- אדמה / Adamah
”כי מעפר הקמתיך ואל עפר תשוב“
So said God to Adam, "I made you out of soil and you shall return to soil." True as can be, אדמה/Adamah is a more general term covering soil, land, earth, all of those.
I was born by the sea and inherited love for the sea, but at a young age, I got connected to אדמה. As I grew up, my contact with אדמה became stronger. I learned to feel its warmth, to smell its hidden, black, tangy flavors. An old man at the Kibbutz taught me to put a few grains in my mouth and taste it. Having direct, physical contact—grabbing, rolling over, squeezing clods of earth between my fingers became an essential part of my life. Later on, I began adoring all the wild plants, bushes and trees growing on the rich dark moist אדמה around the foothills of the Carmel Mountain. I knew many by their aroma, colors, leaves and trunks.
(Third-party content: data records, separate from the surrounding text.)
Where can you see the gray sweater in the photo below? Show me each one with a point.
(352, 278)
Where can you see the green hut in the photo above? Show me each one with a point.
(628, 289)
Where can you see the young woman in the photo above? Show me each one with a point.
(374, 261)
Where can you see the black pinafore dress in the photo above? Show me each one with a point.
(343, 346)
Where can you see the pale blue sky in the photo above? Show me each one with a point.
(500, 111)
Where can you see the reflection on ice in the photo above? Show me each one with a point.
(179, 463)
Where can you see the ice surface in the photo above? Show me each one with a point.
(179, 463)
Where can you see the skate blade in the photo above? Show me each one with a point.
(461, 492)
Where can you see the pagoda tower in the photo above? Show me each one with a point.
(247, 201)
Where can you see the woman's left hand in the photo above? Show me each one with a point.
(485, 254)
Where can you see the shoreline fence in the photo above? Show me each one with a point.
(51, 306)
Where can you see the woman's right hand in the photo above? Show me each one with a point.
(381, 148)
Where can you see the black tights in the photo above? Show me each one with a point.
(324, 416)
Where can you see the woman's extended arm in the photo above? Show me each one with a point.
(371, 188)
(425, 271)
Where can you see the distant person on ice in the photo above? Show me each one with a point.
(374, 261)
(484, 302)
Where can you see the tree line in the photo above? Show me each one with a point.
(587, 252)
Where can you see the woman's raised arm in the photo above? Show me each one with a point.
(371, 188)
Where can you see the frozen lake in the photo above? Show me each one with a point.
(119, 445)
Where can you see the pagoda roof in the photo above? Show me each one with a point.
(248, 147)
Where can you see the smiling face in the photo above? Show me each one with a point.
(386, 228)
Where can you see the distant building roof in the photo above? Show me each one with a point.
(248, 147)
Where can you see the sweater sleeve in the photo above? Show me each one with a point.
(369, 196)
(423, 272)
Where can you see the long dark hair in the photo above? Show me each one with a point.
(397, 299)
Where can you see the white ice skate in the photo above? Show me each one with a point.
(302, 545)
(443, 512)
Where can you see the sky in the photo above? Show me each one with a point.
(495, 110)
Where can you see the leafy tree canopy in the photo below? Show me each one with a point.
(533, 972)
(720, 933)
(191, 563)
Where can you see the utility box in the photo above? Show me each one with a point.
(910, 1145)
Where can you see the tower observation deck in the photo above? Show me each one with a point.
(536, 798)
At the age of sixteen, I discovered for the first time that she—the אדמה—can take, not only give. She took my beloved cousin at 18 ½, with bullets in his head. She took him in. He hadn't known a woman but she was there waiting to gulp him deep inside her, the only woman he would ever know. I walked slowly with the crowd to dig the hole, lower his flag-wrapped body and cover him with heap after heap of black, moist אדמה over his deflated corpse, unable to cry. After the first encounter with the black side of my אדמה, I had to face her dark wishes again and again, burying friends, comrades, my beloved brother, father, mother. And others... The more she took away from me, the fewer tears I had left to shed. Though she showed me where she is and where I am, I never stopped loving her, never stopped my intimacy with her, she—the beast and me—a tiny human surrounded by her infinity.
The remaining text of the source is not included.